What a great backstory! smile

Nancy Barden taught us music and arts at Turbeville Elementary (late and lamented) back in the mid-60s and her enthusiasm for the performing arts was boundless even then. Of course I, as a shy kid who to this day prefers to stay out of the limelight, could never muster enough courage to sing or act in front of a crowd.

But it's just as much fun being in the audience and appreciating the folks who CAN bring a story to life on stage.

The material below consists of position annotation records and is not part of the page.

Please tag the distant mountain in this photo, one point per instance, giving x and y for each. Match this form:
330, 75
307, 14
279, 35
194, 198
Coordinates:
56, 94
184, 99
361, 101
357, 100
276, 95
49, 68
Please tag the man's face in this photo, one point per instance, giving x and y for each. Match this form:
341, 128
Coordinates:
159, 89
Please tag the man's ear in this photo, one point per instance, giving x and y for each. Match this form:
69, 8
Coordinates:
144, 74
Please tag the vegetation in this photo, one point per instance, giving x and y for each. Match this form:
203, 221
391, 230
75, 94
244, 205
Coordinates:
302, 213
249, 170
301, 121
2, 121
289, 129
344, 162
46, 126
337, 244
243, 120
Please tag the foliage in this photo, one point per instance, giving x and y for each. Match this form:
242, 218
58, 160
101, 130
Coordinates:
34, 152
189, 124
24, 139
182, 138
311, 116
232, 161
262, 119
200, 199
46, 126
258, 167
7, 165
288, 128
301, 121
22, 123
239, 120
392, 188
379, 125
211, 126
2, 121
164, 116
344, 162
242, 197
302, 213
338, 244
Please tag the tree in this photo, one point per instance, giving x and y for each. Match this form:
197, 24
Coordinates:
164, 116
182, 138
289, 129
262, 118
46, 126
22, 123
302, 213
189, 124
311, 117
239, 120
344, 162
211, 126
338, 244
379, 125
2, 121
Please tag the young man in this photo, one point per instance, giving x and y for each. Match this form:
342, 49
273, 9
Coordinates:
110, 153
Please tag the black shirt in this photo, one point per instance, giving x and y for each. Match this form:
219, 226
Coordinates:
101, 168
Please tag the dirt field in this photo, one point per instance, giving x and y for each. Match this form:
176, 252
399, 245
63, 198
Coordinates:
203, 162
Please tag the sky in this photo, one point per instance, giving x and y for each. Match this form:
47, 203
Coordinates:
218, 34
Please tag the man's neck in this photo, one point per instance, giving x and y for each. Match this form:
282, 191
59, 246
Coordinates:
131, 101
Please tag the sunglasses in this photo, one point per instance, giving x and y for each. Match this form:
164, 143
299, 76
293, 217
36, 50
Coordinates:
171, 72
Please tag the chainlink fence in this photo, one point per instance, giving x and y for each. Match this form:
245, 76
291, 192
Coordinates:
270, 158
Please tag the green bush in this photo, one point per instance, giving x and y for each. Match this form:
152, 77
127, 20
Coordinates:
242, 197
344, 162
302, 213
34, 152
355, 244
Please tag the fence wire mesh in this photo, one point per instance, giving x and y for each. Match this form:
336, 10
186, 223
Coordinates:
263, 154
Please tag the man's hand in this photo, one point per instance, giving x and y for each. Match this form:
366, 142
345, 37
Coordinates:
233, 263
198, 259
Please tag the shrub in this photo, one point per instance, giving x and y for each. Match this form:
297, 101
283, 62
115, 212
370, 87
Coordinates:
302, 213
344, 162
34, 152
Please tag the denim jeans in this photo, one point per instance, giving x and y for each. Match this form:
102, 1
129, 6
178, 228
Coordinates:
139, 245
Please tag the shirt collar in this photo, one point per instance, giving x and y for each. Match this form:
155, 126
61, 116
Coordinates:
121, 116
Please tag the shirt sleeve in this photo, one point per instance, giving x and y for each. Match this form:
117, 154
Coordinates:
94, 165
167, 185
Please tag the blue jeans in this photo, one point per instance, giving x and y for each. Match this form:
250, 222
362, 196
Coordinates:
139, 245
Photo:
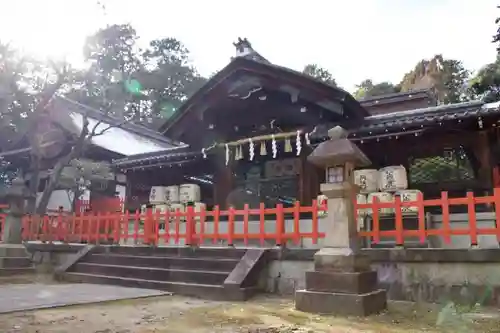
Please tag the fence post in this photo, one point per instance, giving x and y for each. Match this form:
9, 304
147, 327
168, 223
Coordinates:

Many locals have said the Prizery is a waste of time and money and should not receive county funding. To those Philistines, I say the Prizery is a crown jewel in what was until recent years a complete cultural backwater. Support it.

Comments

Just read the "remember when" article on OLIVER production noting Chris Jones as the lead and Nancy Barden. The tall teacher who is pictured with Chris is Tony Argo(Fagan) who was the choral director at that time. The instrumental group for the musical was made up of mostly band members from HCHS including my wife Sarah and my sisters-in-law, Sheila Snow Plummer and Patsye Snow Chappell. It was a very successful production and one I remember that required a tremendous amount of practice to pull off. It was great to see your article and how well Chris Jones is doing. He was a fine French horn player in the band and a super supporter of the music program in the school. Kenneth Cranford was my "jack-of-all trades" who played oboe, bass clarinet amongst other instruments I often asked him to play. Those were good times for me at HCHS - forever an enduring part of my memory bank!!